Progressives have it easy. Confronted with contrary facts or unassailable opinions, they need only cry “Koch Brothers,” “Republican talking points,” or play aggrieved victim.
They can hound Condoleeza Rice from the speaker’s platform by claiming hurt feelings. Disrupt a conservative speaker at Yale Law School, then “object to the presence of police as creating an unsafe environment.” Accuse a 42-ton rock of racism and the chancellor will truck if off campus, as at UW-Madison last summer.
Now the Woke posse is trying to hogtie a student survey that attempts to quantify how free is speech at Wisconsin’s public universities. The interim chancellor at UW-Whitewater resigned rather than have his campus exposed as a cynosure of Leftist groupthink. Student government leaders like the anti-police regime at UW-Madison also want the survey … canceled.
The question arises, what are they afraid of? (Answer: Exposure!) In January 2021, the UW’s Thompson Center found that “undergraduate students at the University of Wisconsin’s flagship campus … appear to be fairly hostile to First Amendment principles.” Why? Because “an overwhelming majority of them [75%] identified as politically liberal.”
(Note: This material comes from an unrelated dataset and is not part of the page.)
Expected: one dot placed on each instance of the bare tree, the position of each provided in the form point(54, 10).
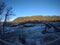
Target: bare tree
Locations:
point(8, 13)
Sure enough, the Menard Center at UW-Stout was seeded by a donation from Charles Koch. Because conservatives hate free speech, doncha know! The survey’s lead professor tells the Wisconsin State Journal “It might help people to understand the center for me to say I’m a liberal professor being funded by a conservative donor to run a nonpartisan center.” Sorry, professor. Our guess is that it won’t help.
We understand push polling, which telegraphs the answer by the shaping of the question. We ask our platinum subscribers to tell the Werkes if the survey’s questions are biased:
• When thinking about an issue, I consider as many different views and opinions as possible.
• It is easier for me to tune in to viewpoints I agree with than to viewpoints I don’t agree with.
• I reconsider my opinions when presented with new evidence.
• If a required reading assignment … includes content that some students believe is harmful to a particular identity group, should the professor drop the reading/assignment as a requirement?
• Student groups often invite speakers to campus to express their views on a range of topics. If some students perceive a speaker’s message as offensive or biased against certain groups of people, do you think university administrators should disinvite the speaker?
Bottom Line to Prof. Charles Franklin, who runs the esteemed Marquette Law School poll: “Simply raising the issue offends some.”